# Hibernate: Objekt nur persistieren, wenn Datensatz noch nicht vorhanden?



## DarthShader (21. Oktober 2007)

Hallo,

ich habe eine Frage bezüglich Datenbanken und Hibernate:

Nehmen wir an, ich möchte mit Hibernate ein Objekt in der Datenbank persistent machen. Ein Objekt entspricht ja einem Datensatz in einer Tablle - gibt es in Hibernate eine Funktionalität, mit der ich das Objekt nur dann in die Tabelle schreibe, wenn ein entsprechender Datensatz noch nicht vorhanden ist? Wenn er schon vorhanden ist, möchte ich nur die entsprechende id (den Primärschlüssel) des Objektes gesetzt bekommen.

Damit würde ich gerne verhindern, dass viele doppelte Datensätze in der Tabelle landen.

Ist das möglich?


Danke!


----------



## zerix (22. Oktober 2007)

Hallo,

wenn ich dich richtig verstanden hab möchtest du es so haben, dass wenn du ein befülltes Object hast und es in der Datenbank gibt es ein Object mit den gleichen Werten, dann soll das Object nicht mehr selbst abgespeichert werden, sondern einfach die ID in dein Object eingetragen werden, oder?

MFG

zEriX


----------



## DarthShader (22. Oktober 2007)

Ja genau, Du hast es richtig beschrieben.
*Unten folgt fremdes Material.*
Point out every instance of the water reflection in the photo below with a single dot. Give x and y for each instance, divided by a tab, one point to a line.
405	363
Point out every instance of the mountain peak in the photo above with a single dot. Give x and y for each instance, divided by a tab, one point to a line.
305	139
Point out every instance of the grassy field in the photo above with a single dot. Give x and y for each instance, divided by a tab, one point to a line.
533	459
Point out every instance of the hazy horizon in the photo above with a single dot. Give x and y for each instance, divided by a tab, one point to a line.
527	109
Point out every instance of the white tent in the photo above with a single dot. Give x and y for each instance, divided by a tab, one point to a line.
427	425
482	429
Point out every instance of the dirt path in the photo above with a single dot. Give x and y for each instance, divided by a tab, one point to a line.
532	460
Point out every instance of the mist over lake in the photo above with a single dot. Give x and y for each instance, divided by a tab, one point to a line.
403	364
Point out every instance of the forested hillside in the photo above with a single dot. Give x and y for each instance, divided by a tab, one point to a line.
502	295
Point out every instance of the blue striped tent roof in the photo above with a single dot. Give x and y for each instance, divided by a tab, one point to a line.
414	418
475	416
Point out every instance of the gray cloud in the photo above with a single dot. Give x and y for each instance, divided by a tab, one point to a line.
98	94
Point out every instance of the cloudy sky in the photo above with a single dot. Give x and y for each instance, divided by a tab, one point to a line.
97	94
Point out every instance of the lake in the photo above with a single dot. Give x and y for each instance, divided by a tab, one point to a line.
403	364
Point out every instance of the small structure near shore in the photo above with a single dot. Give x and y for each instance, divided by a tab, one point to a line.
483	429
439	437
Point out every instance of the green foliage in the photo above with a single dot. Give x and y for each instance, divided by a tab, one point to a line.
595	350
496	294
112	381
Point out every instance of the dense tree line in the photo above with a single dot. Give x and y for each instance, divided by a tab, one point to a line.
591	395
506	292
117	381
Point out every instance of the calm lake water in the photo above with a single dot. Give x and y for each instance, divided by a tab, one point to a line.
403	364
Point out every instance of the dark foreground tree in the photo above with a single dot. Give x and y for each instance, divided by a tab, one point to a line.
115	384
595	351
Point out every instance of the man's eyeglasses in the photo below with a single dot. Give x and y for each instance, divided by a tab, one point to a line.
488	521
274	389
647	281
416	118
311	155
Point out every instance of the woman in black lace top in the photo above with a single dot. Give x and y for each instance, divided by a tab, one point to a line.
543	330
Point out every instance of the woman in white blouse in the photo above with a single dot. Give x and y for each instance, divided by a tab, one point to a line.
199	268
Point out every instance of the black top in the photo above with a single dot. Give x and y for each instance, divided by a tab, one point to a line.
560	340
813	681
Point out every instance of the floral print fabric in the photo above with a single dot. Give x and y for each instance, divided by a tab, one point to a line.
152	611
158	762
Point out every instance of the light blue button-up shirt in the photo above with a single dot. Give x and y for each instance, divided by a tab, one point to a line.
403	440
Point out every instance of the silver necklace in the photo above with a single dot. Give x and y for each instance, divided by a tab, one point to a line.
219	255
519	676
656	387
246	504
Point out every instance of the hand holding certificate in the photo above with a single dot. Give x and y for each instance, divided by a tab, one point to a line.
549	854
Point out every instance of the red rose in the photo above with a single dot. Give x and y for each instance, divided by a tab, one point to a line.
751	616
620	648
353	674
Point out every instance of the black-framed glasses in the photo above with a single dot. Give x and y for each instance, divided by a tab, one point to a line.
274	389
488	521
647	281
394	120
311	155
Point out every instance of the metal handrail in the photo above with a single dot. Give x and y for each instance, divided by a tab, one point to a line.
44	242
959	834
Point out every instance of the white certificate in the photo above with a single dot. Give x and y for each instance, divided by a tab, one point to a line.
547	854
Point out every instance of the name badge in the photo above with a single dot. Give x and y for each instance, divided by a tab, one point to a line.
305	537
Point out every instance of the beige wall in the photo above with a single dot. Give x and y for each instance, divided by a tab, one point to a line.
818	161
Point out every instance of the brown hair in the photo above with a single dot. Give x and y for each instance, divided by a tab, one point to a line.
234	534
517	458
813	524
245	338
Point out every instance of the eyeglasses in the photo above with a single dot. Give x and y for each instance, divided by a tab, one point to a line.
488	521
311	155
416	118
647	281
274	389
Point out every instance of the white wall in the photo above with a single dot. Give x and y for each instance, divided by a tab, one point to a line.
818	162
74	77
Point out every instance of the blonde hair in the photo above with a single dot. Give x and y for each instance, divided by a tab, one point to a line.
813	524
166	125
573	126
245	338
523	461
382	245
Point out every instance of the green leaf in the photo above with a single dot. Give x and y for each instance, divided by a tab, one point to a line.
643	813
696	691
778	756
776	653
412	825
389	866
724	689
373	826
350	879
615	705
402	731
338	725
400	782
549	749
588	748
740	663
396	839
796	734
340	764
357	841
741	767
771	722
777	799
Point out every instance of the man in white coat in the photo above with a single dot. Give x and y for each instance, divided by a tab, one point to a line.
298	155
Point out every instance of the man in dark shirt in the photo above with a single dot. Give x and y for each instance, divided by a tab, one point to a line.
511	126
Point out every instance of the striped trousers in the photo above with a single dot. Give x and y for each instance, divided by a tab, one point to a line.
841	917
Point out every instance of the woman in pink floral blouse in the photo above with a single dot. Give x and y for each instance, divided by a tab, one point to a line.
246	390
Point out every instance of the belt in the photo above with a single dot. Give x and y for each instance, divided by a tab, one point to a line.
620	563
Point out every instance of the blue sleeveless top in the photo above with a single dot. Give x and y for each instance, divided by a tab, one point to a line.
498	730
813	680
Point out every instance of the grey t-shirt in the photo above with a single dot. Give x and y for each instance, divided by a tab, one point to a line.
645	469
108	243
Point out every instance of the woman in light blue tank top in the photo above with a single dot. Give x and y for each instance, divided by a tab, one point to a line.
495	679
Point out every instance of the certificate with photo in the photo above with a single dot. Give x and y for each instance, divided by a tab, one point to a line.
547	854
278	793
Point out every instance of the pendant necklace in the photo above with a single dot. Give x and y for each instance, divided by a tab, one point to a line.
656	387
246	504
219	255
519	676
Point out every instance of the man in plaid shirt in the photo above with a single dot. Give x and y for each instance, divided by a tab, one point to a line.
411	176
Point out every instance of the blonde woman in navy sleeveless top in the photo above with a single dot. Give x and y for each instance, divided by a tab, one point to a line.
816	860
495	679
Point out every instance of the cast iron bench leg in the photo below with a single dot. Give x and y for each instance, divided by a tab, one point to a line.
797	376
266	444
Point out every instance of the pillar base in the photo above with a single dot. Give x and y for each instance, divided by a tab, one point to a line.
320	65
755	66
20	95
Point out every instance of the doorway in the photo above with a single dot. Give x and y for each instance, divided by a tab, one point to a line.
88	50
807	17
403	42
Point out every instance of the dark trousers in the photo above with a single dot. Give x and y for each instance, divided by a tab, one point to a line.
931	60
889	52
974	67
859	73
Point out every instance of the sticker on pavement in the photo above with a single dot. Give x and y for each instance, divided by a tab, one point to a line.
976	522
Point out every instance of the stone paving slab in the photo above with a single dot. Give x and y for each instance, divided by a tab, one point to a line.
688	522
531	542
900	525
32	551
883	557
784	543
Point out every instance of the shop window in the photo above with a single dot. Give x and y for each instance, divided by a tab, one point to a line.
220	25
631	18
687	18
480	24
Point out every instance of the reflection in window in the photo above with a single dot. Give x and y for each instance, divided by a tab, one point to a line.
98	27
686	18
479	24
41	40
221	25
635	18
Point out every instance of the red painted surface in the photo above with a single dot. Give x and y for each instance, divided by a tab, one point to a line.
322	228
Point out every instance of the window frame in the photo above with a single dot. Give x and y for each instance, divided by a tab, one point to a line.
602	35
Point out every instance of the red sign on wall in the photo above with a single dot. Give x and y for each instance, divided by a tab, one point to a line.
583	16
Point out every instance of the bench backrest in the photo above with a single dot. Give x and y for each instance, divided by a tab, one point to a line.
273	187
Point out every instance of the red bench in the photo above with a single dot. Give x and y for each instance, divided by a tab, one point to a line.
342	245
Damit möchte ich verhindern, dass viele doppelte Datensätze, die sich nur in ihrem (technischen) Primärschlüssel unterscheiden, in der Tabelle stehen.

Ohne Hibernate würde man ja so vorgehen:

1. Prüfe per SQL SELECT, ob die zu speichernden Daten schon in der Tabelle stehen, und ermittlte gegebenenfalls die entsprechende id (Primärschlüssel) des vorhandenen Datensatzes.

2. Da von einer anderen Tabelle aus auf die Daten per FK verwiesen wird, setze entweder die zuvor ermittelte id ein, oder die neue id, die daraus entstanden ist, dass ein neuer Datensatz in der 1. Tabelle angelegt wurde.


Die Frage ist eben, kann man das in Hibernate automatisieren? Gibts da irgendein "Flag", eine Konstante, die man beim Persistieren angeben kann, damit Hibernate zuvor prüft, ob die Daten schon in der Tabelle vorhanden sind?


Danke!


----------



## zerix (22. Oktober 2007)

Soweit ich weiß, ist das von Hibernate aus nicht möglich.

MFG

zEriX


----------